I'll try to test the fixes in #3062 later today to see if they have an impact on this & stop the 200 OK from being returned.

alexandrevryghem commented 4 months ago

@tdonohue: I just retested it now too, but for me it still returns 302 for me so that's weird 😅

→ curl --head https://sandbox.dspace.org/bitstream/handle/10673/1131/test_pdf.pdf 

HTTP/2 302
date: Mon, 20 May 2024 15:42:21 GMT
content-type: text/plain; charset=utf-8
content-length: 120
location: https://sandbox.dspace.org/server/api/core/bitstreams/83ebc316-dc6b-45f6-b667-b76ad99a818c/content
x-powered-by: Express
x-ratelimit-limit: 500
x-ratelimit-remaining: 499
x-ratelimit-reset: 1716219780
cache-control: max-age=604800
vary: Accept

→ curl --head https://sandbox.dspace.org/bitstream/handle/10673/1131/1test_ć.pdf
HTTP/2 302
date: Mon, 20 May 2024 15:42:32 GMT
content-type: text/plain; charset=utf-8
content-length: 120
location: https://sandbox.dspace.org/server/api/core/bitstreams/55021e94-455e-4eab-b1b8-eff9f552b882/content
x-powered-by: Express
x-ratelimit-limit: 500
x-ratelimit-remaining: 498
x-ratelimit-reset: 1716219780
cache-control: max-age=604800
link:
vary: Accept

→ curl --head https://sandbox.dspace.org/bitstream/handle/10673/1131/2test_ć.pdf
HTTP/2 302
date: Mon, 20 May 2024 15:42:41 GMT
content-type: text/plain; charset=utf-8
content-length: 120
location: https://sandbox.dspace.org/server/api/core/bitstreams/de373b4a-9959-4c3e-82f5-e855926050d9/content
x-powered-by: Express
x-ratelimit-limit: 500
x-ratelimit-remaining: 499
x-ratelimit-reset: 1716219780
cache-control: max-age=604800
link:
vary: Accept

Maybe it has to do with our curl version, mine is on 8.6.0:

→ curl --version                                                                                                                                                                                           [17:42:41]
curl 8.6.0 (x86_64-apple-darwin23.0) libcurl/8.6.0 (SecureTransport) LibreSSL/3.3.6 zlib/1.2.12 nghttp2/1.61.0
Release-Date: 2024-01-31
Protocols: dict file ftp ftps gopher gophers http https imap imaps ipfs ipns ldap ldaps mqtt pop3 pop3s rtsp smb smbs smtp smtps telnet tftp
Features: alt-svc AsynchDNS GSS-API HSTS HTTP2 HTTPS-proxy IPv6 Kerberos Largefile libz MultiSSL NTLM NTLM_WB SPNEGO SSL threadsafe UnixSocketsc
tdonohue commented 4 months ago

@alexandrevryghem You may be correct that it's something with curl.

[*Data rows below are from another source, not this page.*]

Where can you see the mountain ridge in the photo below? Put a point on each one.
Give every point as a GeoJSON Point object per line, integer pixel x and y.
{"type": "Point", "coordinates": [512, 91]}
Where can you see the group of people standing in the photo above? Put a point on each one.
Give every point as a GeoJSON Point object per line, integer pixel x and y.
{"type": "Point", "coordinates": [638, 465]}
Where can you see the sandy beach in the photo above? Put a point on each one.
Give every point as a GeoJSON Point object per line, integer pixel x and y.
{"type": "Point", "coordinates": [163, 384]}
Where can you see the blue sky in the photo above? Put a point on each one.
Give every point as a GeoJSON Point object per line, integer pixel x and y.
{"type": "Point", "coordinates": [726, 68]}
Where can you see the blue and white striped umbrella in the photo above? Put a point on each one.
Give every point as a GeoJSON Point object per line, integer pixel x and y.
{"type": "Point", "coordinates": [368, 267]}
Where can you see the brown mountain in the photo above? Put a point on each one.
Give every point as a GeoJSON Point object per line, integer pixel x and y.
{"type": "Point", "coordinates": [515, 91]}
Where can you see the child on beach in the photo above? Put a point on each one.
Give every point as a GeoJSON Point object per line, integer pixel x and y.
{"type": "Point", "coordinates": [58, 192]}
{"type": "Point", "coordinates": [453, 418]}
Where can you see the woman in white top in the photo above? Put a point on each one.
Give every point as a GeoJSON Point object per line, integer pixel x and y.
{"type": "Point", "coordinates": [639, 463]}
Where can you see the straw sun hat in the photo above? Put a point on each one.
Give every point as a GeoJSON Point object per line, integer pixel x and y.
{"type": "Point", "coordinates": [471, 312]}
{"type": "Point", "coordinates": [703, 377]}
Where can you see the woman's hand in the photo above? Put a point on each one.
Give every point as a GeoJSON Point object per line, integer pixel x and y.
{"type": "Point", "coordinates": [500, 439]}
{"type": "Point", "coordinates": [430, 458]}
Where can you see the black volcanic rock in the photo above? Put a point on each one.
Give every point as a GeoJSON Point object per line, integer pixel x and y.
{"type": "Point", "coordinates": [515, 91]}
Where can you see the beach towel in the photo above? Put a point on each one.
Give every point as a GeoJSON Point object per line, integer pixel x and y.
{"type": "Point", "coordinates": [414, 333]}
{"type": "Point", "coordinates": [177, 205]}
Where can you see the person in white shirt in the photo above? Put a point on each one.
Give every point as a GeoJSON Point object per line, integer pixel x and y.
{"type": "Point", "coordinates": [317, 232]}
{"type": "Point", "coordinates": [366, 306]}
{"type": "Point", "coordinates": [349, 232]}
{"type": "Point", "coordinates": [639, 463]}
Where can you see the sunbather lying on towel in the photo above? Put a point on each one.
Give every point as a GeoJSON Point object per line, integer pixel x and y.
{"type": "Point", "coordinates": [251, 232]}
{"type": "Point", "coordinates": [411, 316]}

I seem to be running an older version::

curl 7.81.0 (x86_64-pc-linux-gnu) libcurl/7.81.0 OpenSSL/3.0.2 zlib/1.2.11 brotli/1.0.9 zstd/1.4.8 libidn2/2.3.2 libpsl/0.21.0 (+libidn2/2.3.2) libssh/0.9.6/openssl/zlib nghttp2/1.43.0 librtmp/2.3 OpenLDAP/2.5.14

In any case, I'm seeing your point that it appears this ticket might already be "solved". I've got some time in my afternoon to do some more testing, so I'll see if #3062 helps. Either way, if this is working for later versions of curl, that seems good enough for me. I'm hoping that would mean Google Scholar (and similar crawlers) will see this redirect properly instead of seeing the "200 OK".